So kommen wir jetzt zur Frage 7 der Frau Kollegin
Lisa Paus:
Teilt die Bundesregierung die Ansicht, dass eine Senkung
oder Streichung des Solidaritätszuschlags die oberen Einkommen überproportional gegenüber den unteren und mittleren
Einkommen entlasten würde, und hält die Bundesregierung
vor diesem Hintergrund an ihren Überlegungen zur Senkung
oder Abschaffung des Solidaritätszuschlags fest?
Frau Kollegin Paus, weil Sie in Ihrer Frage davon
ausgehen, dass es innerhalb der Bundesregierung bereits
Entscheidungen über eine Senkung oder Streichung des
Solidaritätszuschlags gibt, darf ich wiederholen, dass es
vonseiten der Bundesregierung keinerlei Entscheidungen über Art, Umfang und Zeitpunkt von steuerlichen
Maßnahmen gibt.
Zum Solidaritätszuschlag noch einmal eine deutliche
Anmerkung der Bundesregierung: Der Solidaritätszuschlag wurde als Zuschlag zur progressiven Einkommensteuer festgesetzt und belastet daher Bezieher
höherer Einkommen überproportional. Er ist sozial ausgewogen, weil alle Steuerpflichtigen entsprechend ihrer
Leistungsfähigkeit belastet und niedrigere Einkommen
verschont werden. Für die Bundesregierung ist und
bleibt der Solidaritätszuschlag ein wichtiges Element,
um den Finanztransfer zugunsten der ostdeutschen Bundesländer zu gewährleisten.
Ihre erste Nachfrage.
Herr Staatssekretär Koschyk, könnten Sie, auch wenn
Sie der Auffassung sind, dass der Soli, so wie er existiert, sozial ausgewogen ist, den ersten Teil meiner Frage
beantworten, nämlich ob Sie die Ansicht teilen, dass eine
Abschaffung des Soli vor allen Dingen den oberen Einkommen zugutekäme? Würden Sie also bestätigen, dass
seine Abschaffung vor allen Dingen den oberen Einkommen zugutekäme? Würden Sie ebenfalls bestätigen, dass
seine Abschaffung den unteren und mittleren Einkommen nicht zugutekäme?

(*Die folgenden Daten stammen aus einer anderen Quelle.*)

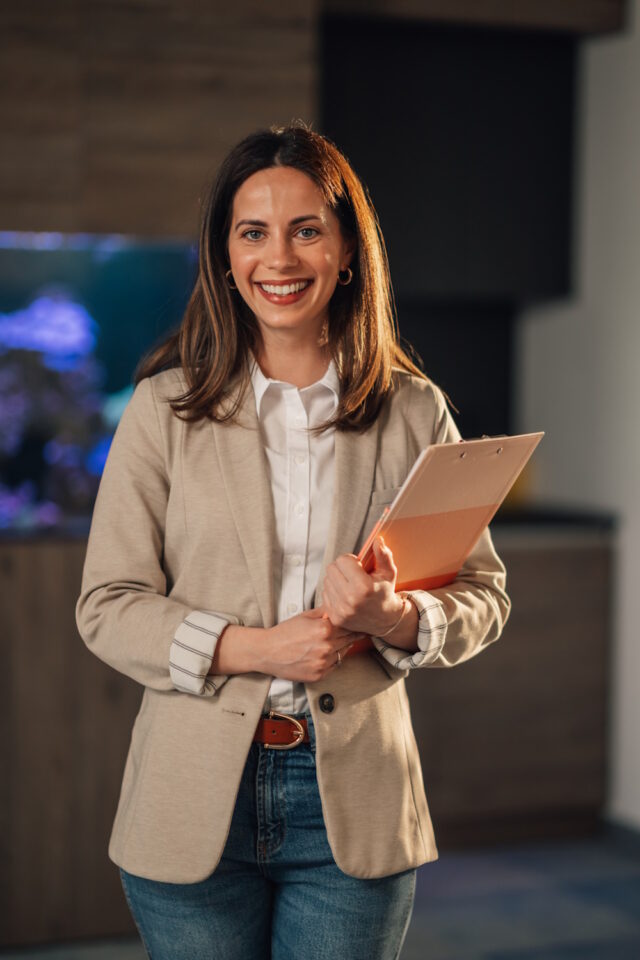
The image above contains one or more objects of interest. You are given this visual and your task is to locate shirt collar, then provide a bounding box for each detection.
[249,352,340,416]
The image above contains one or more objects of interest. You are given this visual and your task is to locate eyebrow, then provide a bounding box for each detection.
[235,213,320,230]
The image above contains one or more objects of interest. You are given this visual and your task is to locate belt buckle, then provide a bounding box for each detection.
[263,710,304,750]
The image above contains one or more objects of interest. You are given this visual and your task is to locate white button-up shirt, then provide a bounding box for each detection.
[169,357,447,700]
[251,352,340,713]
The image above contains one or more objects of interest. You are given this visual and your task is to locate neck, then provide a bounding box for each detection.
[256,343,330,390]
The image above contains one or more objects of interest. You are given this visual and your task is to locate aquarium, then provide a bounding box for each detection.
[0,232,197,535]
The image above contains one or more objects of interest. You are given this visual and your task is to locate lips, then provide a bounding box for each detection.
[256,277,313,306]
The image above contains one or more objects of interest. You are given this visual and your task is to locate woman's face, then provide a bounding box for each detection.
[228,167,355,348]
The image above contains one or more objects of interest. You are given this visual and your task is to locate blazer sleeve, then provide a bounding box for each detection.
[373,382,511,669]
[76,378,240,696]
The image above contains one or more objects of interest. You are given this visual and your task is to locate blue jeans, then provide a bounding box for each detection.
[120,714,416,960]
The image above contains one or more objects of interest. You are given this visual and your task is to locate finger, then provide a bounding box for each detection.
[333,553,369,585]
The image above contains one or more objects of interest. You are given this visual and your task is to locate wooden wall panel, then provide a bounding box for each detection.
[0,0,316,236]
[407,534,613,845]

Ich darf noch einmal sagen, dass die Bundesregierung
in keiner Weise Überlegungen anstellt, die auf eine Abschaffung des Solidaritätszuschlags hinauslaufen.
Sie haben eine weitere Zusatzfrage.
Das freut mich. Ich würde trotzdem gerne eine Antwort auf die Frage bekommen: Teilen Sie meine Einschätzung, dass eine Abschaffung des Soli vor allen Dingen den oberen Einkommen zugutekäme und deswegen
ungeeignet wäre, mittlere und untere Einkommen zu entlasten?
Ich glaube, das ist eine eher theoretische Betrachtung.
Ich werde auch von Beziehern unterer und mittlerer Einkommen gefragt, ob der Solidaritätszuschlag weiterhin
und wie lange er noch erhoben wird. Ich glaube, jeder
empfindet den Solidaritätszuschlag als steuerliche Belastung und sähe ihn lieber heute als morgen abgeschafft.
Aber auch im Hinblick auf die gesamtstaatlichen Finanzierungsverpflichtungen muss man den Menschen immer wieder erklären, dass dies nicht möglich ist.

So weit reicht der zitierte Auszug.